Paper 2018/347

3PC ORAM with Low Latency, Low Bandwidth, and Fast Batch Retrieval

Stanislaw Jarecki and Boyang Wei

Abstract

Multi-Party Computation of Oblivious RAM (MPC ORAM) implements secret-shared random access memory in a way that protects access pattern privacy against a threshold of corruptions. MPC ORAM enables secure computation of any RAM program on large data held by different entities, e.g. MPC processing of database queries on a secret-shared database.

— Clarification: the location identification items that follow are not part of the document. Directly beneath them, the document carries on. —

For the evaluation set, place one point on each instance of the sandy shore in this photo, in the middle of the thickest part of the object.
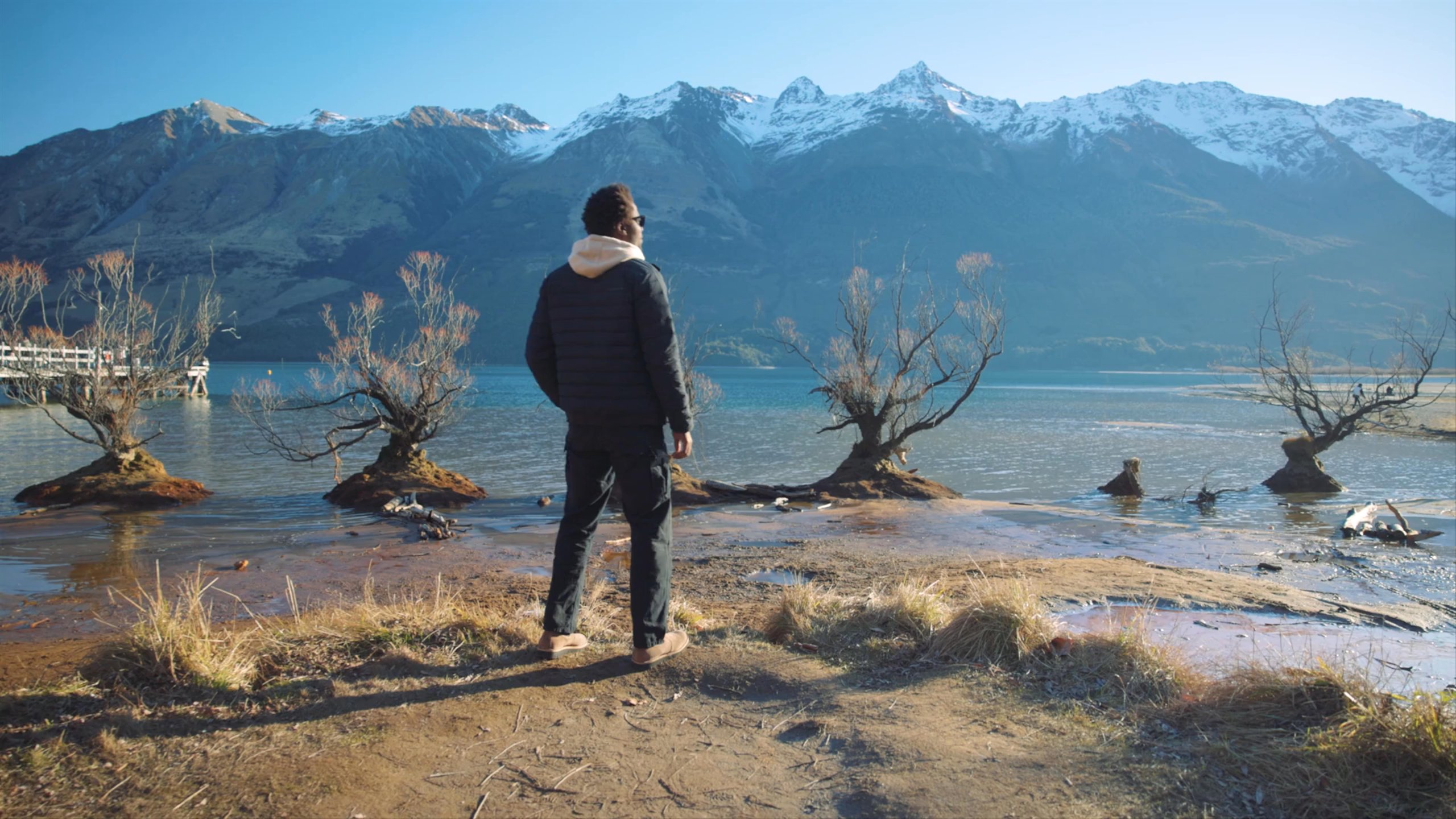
(737, 726)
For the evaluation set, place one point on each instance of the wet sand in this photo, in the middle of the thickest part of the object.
(736, 559)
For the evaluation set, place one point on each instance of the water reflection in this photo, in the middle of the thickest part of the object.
(118, 566)
(1040, 437)
(1301, 516)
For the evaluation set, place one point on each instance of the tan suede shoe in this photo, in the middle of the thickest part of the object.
(552, 644)
(673, 643)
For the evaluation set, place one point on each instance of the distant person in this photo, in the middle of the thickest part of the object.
(603, 349)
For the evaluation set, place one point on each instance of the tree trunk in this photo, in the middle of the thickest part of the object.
(1302, 471)
(402, 468)
(1127, 483)
(870, 473)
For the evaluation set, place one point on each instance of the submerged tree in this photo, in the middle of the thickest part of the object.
(899, 369)
(102, 354)
(407, 390)
(1333, 407)
(704, 395)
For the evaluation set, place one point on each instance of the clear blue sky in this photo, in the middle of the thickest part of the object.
(91, 65)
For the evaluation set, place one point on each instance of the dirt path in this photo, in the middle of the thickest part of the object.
(730, 729)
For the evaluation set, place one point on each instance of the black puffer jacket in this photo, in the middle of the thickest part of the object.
(605, 350)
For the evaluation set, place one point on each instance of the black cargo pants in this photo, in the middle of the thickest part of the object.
(637, 461)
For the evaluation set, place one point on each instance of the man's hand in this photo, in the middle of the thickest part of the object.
(682, 445)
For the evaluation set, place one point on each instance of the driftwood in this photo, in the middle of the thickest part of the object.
(1207, 498)
(433, 527)
(792, 493)
(1363, 522)
(1358, 521)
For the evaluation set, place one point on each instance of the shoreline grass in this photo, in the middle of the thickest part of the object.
(1296, 739)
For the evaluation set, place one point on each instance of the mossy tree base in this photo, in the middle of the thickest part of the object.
(133, 481)
(690, 491)
(870, 480)
(1304, 471)
(394, 475)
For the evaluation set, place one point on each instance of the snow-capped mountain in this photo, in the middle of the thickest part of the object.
(1152, 210)
(1264, 135)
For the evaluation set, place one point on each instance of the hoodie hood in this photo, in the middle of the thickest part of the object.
(594, 255)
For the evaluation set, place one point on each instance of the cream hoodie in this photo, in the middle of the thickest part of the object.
(594, 255)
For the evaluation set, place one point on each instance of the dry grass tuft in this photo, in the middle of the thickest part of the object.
(1273, 697)
(809, 614)
(1002, 623)
(1391, 752)
(177, 640)
(1329, 742)
(912, 607)
(882, 621)
(1122, 667)
(688, 617)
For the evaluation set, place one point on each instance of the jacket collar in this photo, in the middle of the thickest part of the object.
(594, 255)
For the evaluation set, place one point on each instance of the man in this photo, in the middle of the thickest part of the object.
(603, 349)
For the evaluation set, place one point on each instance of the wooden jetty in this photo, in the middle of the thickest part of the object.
(56, 362)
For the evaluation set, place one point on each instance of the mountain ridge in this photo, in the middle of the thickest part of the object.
(1148, 212)
(1416, 149)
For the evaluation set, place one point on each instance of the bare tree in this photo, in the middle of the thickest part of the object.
(892, 374)
(102, 354)
(704, 394)
(1331, 407)
(408, 390)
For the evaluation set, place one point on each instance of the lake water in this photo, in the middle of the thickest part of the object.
(1024, 436)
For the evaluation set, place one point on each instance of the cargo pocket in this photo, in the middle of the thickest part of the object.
(646, 480)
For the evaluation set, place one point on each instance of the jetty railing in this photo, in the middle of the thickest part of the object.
(18, 363)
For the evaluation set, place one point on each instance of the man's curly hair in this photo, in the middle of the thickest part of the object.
(606, 209)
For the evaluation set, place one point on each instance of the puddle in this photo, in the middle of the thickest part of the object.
(778, 576)
(1216, 640)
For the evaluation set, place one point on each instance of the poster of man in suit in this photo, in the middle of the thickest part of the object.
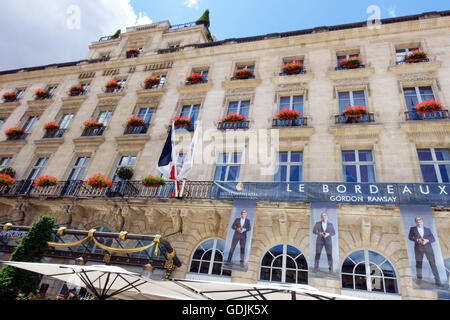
(239, 236)
(324, 246)
(424, 252)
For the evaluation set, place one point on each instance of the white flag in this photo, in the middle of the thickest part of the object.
(189, 158)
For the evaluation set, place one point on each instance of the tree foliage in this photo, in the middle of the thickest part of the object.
(32, 248)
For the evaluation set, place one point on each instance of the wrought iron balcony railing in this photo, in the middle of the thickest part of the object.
(137, 130)
(230, 126)
(413, 115)
(339, 119)
(300, 122)
(93, 132)
(54, 134)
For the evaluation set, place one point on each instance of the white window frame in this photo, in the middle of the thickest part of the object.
(433, 162)
(358, 163)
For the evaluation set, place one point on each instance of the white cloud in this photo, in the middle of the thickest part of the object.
(191, 4)
(42, 32)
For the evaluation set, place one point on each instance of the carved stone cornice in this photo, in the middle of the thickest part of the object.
(351, 73)
(415, 67)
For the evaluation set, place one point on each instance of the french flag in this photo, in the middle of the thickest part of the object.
(166, 163)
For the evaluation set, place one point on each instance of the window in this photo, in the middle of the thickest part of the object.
(4, 162)
(402, 53)
(228, 167)
(358, 166)
(434, 165)
(284, 263)
(369, 271)
(28, 124)
(289, 167)
(208, 258)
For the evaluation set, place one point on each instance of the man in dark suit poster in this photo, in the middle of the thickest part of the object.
(240, 226)
(423, 238)
(324, 231)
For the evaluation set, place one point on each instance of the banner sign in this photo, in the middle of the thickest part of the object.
(352, 193)
(422, 244)
(323, 244)
(239, 235)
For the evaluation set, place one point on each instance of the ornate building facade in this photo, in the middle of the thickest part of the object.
(383, 146)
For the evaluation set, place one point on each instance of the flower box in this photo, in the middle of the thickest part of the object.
(41, 94)
(233, 118)
(14, 132)
(51, 126)
(132, 52)
(195, 78)
(415, 56)
(76, 90)
(181, 122)
(112, 85)
(98, 181)
(6, 180)
(243, 73)
(46, 181)
(9, 96)
(354, 111)
(292, 67)
(429, 106)
(350, 63)
(153, 182)
(288, 114)
(135, 122)
(93, 124)
(152, 81)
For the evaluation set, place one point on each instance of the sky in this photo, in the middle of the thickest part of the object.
(42, 32)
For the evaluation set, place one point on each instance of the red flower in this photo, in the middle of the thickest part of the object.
(98, 181)
(429, 106)
(46, 181)
(354, 111)
(233, 118)
(181, 121)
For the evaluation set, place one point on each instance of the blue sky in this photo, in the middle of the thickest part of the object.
(42, 32)
(242, 18)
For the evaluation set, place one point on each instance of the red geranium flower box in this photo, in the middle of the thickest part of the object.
(181, 121)
(46, 181)
(350, 63)
(76, 90)
(415, 56)
(42, 94)
(294, 67)
(112, 85)
(98, 181)
(6, 180)
(429, 106)
(9, 96)
(152, 81)
(132, 52)
(243, 73)
(93, 124)
(14, 132)
(288, 114)
(233, 118)
(153, 182)
(195, 78)
(135, 122)
(51, 126)
(354, 111)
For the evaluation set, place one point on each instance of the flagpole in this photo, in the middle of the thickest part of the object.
(174, 158)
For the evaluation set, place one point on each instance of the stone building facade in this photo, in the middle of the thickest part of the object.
(390, 135)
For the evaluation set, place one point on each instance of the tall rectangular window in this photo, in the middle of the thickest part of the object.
(290, 167)
(358, 166)
(434, 164)
(228, 167)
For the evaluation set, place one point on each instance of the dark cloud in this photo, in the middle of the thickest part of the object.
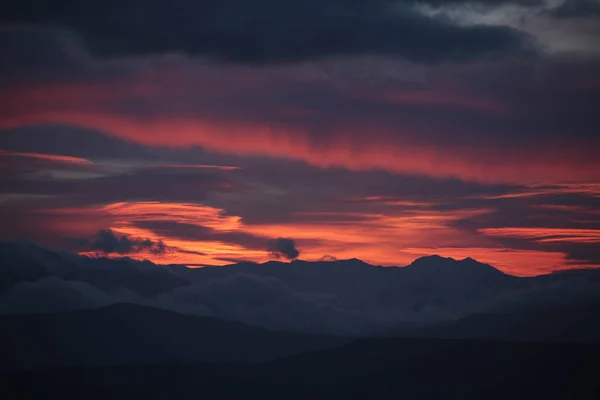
(108, 242)
(283, 248)
(430, 290)
(577, 8)
(268, 31)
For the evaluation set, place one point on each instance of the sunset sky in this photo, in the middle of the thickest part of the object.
(198, 132)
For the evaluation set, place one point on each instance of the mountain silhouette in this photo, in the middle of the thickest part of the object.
(132, 334)
(340, 297)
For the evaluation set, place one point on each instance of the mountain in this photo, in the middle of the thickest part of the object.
(557, 323)
(368, 368)
(130, 334)
(343, 297)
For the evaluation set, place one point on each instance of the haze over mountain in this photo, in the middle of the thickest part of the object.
(346, 297)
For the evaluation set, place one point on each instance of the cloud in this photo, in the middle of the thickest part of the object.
(52, 294)
(108, 242)
(576, 8)
(301, 297)
(283, 248)
(267, 31)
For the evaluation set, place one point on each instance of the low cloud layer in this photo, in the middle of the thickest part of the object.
(283, 248)
(336, 297)
(108, 242)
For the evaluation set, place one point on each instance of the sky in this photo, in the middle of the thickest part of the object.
(210, 132)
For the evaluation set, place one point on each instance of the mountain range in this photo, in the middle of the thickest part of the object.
(344, 297)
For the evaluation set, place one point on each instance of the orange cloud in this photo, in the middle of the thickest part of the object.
(47, 157)
(372, 145)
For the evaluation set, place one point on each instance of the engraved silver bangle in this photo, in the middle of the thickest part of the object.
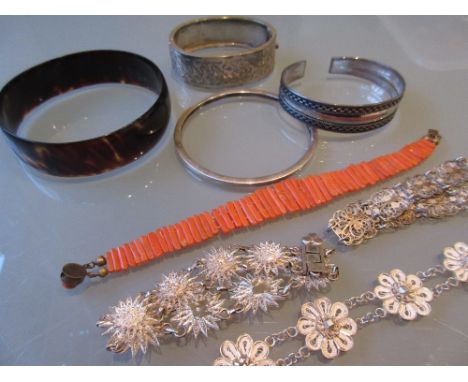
(251, 64)
(344, 118)
(205, 173)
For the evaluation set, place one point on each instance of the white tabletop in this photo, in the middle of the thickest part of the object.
(47, 222)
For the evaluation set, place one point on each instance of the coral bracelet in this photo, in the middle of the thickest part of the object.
(267, 203)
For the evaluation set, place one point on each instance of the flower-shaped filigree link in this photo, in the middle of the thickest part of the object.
(450, 173)
(253, 293)
(245, 352)
(456, 260)
(132, 325)
(353, 225)
(422, 187)
(221, 266)
(327, 327)
(403, 294)
(176, 289)
(199, 316)
(267, 258)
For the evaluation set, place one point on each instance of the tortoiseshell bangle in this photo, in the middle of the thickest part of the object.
(268, 203)
(93, 156)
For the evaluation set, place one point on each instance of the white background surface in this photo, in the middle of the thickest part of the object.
(45, 222)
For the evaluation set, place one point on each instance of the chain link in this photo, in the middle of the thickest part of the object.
(371, 317)
(363, 299)
(431, 272)
(278, 338)
(293, 358)
(448, 284)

MPC ORAM can be constructed by any (client-server) ORAM, but there is an efficiency gap between known MPC ORAM's and ORAM's. Current asymptotically best MPC ORAM is implied by an "MPC friendly" variant of Path-ORAM called Circuit-ORAM, due to Wang et al. However, using garbled circuit for Circuit-ORAM's client implies MPC ORAM which matches Path-ORAM in rounds but increases bandwidth by \Omega(kappa) factor, while using GMW or BGW protocols implies MPC ORAM which matches Path-ORAM in bandwidth, but increases round complexity by \Omega(log n loglog n) factor, for kappa the security parameter and n the memory size. In this paper we bridge the gap between MPC ORAM and client-server ORAM by showing a specialized 3PC ORAM protocol, i.e. MPC ORAM for 3 parties tolerating 1 fault, which uses only symmetric ciphers and asymptotically matches client-server Path-ORAM in round complexity and for large records also in bandwidth. Our 3PC ORAM also allows for fast pipelined processing: With post- poned clean-up it processes b=O(log n) accesses in O(b+log n) rounds with O(D+poly(log n)) bandwidth per item, where D is record size.